Bíbulo hizo una pausa para mirar a su alrededor. Los senadores estaban muy callados, y ninguno de los de la parte de atrás estaba sesteando. Catulo tenía razón: cuéntales un cuento y todos permanecen despiertos para escuchar igual que los niños escuchan a la niñera. César estaba sentado muy erguido, como siempre, en su asiento, con una expresión en el rostro de estudioso interés, truco que él sabía utilizar mejor que nadie, diciéndoles a los que lo veían que estaba absolutamente aburrido, pero que era demasiado bien educado para demostrarlo.
—Muy bien, tenemos a Publio Servilio, el respetado caballero, en posesión de una viña pequeña pero extraordinariamente valiosa. Ayer completamente cualificado para el censo de cuatrocientos mil sestercios que le corresponde a un caballero completo. Hoy un hombre pobre. Pero, ¿cómo puede ser eso? ¿Cómo puede un hombre perder sus ingresos de forma tan súbita? ¿Estaba endeudado Publio Servilio? No, en absoluto. ¿Se murió? No, nada de eso. ¿Hubo una guerra en Campania de la que nadie nos ha hablado? No, en absoluto. ¿Un incendio, entonces? No, en absoluto. ¿Una sublevación de esclavos? No, en absoluto. ¿Quizás un trabajador de los viñedos negligente? No, en absoluto.
Ya los tenía interesados a todos, menos a César. Bíbulo sepuso de puntillas y levantó la voz.
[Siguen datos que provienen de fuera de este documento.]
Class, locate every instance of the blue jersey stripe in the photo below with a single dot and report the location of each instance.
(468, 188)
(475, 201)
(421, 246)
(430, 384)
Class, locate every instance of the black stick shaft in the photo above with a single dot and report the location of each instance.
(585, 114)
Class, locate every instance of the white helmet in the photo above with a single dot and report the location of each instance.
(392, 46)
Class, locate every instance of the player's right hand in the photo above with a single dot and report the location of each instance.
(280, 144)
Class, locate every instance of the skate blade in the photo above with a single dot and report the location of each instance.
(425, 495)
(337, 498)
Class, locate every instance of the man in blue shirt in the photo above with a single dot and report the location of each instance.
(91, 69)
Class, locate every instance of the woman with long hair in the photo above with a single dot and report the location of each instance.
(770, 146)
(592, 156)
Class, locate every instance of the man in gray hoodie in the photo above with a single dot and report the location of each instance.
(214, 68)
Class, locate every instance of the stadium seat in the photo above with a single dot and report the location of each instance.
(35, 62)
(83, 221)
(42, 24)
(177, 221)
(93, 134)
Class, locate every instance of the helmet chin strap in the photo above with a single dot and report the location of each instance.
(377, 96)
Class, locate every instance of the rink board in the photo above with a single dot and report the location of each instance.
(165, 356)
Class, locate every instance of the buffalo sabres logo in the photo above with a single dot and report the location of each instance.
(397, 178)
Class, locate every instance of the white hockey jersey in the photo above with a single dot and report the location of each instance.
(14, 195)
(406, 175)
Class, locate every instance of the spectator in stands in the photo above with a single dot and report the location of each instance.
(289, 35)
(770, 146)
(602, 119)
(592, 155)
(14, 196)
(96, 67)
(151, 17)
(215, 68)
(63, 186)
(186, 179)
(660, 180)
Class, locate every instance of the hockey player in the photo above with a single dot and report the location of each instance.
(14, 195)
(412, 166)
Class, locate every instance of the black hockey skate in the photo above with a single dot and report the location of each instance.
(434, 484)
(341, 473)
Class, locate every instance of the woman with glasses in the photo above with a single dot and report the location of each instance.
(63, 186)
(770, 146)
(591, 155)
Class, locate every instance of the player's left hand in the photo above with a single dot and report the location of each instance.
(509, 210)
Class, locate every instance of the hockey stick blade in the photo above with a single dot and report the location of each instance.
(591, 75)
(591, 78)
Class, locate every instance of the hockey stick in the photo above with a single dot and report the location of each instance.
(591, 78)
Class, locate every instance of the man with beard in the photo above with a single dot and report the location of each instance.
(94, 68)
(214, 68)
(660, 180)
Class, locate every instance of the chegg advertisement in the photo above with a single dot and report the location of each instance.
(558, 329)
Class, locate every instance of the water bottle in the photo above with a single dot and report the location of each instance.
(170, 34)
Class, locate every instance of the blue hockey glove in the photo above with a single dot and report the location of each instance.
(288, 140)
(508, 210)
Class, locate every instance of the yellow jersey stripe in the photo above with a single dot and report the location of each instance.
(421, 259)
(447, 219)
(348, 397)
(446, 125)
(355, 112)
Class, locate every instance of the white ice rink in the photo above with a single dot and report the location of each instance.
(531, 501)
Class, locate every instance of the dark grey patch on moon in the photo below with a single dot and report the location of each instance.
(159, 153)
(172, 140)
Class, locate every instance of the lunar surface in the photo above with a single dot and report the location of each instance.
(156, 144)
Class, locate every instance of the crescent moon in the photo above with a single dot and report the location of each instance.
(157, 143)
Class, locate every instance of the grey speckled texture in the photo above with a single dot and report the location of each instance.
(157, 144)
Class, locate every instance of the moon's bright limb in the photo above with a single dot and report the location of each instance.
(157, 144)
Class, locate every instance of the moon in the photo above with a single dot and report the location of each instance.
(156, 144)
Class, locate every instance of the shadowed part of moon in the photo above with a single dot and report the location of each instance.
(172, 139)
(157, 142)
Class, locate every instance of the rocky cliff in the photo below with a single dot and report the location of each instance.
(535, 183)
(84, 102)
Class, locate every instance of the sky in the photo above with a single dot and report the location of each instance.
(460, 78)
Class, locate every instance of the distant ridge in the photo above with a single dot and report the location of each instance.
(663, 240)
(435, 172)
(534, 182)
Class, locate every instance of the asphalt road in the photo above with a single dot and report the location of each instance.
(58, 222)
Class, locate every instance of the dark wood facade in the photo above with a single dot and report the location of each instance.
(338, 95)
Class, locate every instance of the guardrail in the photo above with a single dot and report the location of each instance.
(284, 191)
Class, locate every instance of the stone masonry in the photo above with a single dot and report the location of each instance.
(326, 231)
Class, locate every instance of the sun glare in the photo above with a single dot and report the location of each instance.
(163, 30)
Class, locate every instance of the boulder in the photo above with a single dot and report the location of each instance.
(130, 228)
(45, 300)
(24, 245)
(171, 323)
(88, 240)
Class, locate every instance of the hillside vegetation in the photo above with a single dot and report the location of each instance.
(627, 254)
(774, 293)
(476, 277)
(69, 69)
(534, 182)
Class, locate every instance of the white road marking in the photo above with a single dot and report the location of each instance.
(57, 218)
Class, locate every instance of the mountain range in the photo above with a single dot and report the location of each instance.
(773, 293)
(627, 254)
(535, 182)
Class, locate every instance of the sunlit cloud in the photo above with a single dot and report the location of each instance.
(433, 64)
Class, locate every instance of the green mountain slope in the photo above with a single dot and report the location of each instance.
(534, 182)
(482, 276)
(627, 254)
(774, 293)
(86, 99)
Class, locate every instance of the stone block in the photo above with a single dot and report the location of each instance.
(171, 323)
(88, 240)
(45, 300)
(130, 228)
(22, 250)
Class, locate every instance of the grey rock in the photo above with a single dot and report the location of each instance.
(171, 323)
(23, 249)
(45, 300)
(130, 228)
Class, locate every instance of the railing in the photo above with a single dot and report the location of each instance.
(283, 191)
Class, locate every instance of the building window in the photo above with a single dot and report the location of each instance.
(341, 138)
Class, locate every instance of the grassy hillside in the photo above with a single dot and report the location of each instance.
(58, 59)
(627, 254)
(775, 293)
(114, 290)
—¡Yo puedo deciros cómo mi amigo Publio Servilio perdió sus únicos ingresos, colegas senadores! La respuesta está en un gran rebaño de ganado al que se conducía desde Lucania a… oh, ¿cuál es ese lugar maloliente de la costa adriática al final de la vía Flaminia? ¿Licenum? ¿Ficenum? Pic… Pic… ¡lo tengo en la punta de la lengua! ¡Picenum! Se conducía el ganado desde los extensos terrenos que Cneo Pompeyo, equivocadamente llamado Magnus, heredó de los Lucilios, hasta los terrenos aún más extensosque heredó de su padre, el Carnicero, en Picenum. Las reses son criaturas inútiles, realmente, a menos que uno se dedique al negocio de las armas o a hacer zapatos y recipientes para libros para ganarse la vida. ¡Nadie se come el ganado! Nadie bebe su leche ni hace queso con ella, aunque yo creo que los bárbaros del norte, de la Galia y de Germania, hacen con ella una cosa que llaman mantequilla, que untan con la misma generosidad sobre ese pan oscuro y tosco que comen, como sobre los ejes chirriantes de sus carretas. Bueno, no saben de otra cosa mejor, y viven en tierras demasiado frías e inclementes como para nutrir nuestros hermosos olivos. Pero nosotros, en esta cálida y fértil península, cultivamos el olivo así como la vid, los dos mejores dones que los dioses hicieron a los hombres. ¿Por qué habría nadie de necesitar criar ganado en Italia, y mucho menos hacerlo recorrer cientos de millas desde unos pastos a otros? ¡Es algo que sólo un rey de los armamentos o un zapatero remendón harían! ¿Cuál de las dos cosas suponéis que es Cneo Pompeyo, equivocadamente llamado Magnus? ¿Hace la guerra o hace zapatos? Pero claro, a lo mejor hace botas militares y de guerra. ¡Podría ser a la vez rey de los armamentos y zapatero remendón!